A step too far: strike action and An Garda Síochána
An unqualified right to strike would pose questions about the State’s ability to maintain law and order
Minister for Justice Charlie Flanagan at the AGSI annual delegate conference in Tullow, Co. Carlow. Photograph: Dylan Vaughan
Members of An Garda Síochána have never regarded themselves – or been seen by the public – as ordinary workers. In addition to their anti-subversive obligations in protecting the State, they have been entrusted with powers of arrest and detention in regulating the behaviour of citizens and upholding the law. Because of its civil war origins, members take an oath not to join a political party or an illegal organisation while, under long-standing law, they are not permitted to join a trade union or engage in strike action.

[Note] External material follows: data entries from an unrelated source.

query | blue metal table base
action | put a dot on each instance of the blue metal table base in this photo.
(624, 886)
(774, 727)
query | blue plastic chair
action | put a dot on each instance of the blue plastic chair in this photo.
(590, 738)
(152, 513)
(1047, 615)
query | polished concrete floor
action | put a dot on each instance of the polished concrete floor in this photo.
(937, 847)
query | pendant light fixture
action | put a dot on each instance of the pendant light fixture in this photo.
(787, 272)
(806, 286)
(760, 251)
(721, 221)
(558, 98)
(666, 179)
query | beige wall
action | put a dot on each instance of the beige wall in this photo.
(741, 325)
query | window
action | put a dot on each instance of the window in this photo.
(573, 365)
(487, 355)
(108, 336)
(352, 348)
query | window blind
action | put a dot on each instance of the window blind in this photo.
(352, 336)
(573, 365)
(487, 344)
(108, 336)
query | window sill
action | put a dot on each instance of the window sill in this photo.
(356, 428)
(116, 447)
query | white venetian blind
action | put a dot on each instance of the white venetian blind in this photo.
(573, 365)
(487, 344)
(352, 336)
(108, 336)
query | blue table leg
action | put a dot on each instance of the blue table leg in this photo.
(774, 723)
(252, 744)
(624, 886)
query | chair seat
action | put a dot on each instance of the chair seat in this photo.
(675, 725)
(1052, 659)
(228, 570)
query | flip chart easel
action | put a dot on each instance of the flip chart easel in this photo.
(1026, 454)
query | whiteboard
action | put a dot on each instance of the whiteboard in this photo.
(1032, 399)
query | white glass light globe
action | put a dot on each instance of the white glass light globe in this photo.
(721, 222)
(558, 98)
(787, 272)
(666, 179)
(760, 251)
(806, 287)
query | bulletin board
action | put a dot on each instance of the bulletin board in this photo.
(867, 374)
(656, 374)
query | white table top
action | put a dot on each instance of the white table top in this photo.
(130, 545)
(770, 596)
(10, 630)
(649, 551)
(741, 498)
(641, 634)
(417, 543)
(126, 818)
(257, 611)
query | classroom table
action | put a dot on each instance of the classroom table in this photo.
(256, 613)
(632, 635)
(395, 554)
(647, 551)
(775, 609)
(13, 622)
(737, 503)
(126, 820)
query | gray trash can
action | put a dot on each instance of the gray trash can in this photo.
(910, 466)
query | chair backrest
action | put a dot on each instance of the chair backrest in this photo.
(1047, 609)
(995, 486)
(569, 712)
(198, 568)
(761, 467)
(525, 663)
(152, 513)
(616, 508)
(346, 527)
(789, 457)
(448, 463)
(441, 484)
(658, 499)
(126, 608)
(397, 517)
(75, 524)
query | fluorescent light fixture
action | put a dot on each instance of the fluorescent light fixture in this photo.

During the past decade, the Garda Representative Association (GRA) has agitated for trade union status, even as the force was buffeted by a string of scandals. Morale was low because of reductions in pay and manpower brought on by the recession, while the appointment of various oversight bodies was resented. Then, in 2016, the GRA joined with the Association of Garda Sergeants and Inspectors (AGSI) in threatening a withdrawal of labour unless demands for a restitution of pay to pre-crash levels were met. Faced by strike action in all but name, the Government buckled and permitted access to the State’s industrial relation’s apparatus, including the Workplace Relations Commission and the Labour Court. Pay increases amounting to €50m were awarded
With the genie out of the bottle, a review was ordered. The Government was advised against granting trade union status, permitting strike action or establishing a pay resolution process, separate from the civil service. Legislation is now being prepared that provides for new dispute resolution structures involving gardaí. But the president of the AGSI, Antoinette Cunningham, is demanding trade union recognition and the right to strike.Garda associations have achieved a great deal by securing access to formal dispute procedures. An unqualified right to strike would pose questions about the State’s ability to maintain law and order while, at the same time, raise the prospect of civil liability actions against gardaí. It is a step too far.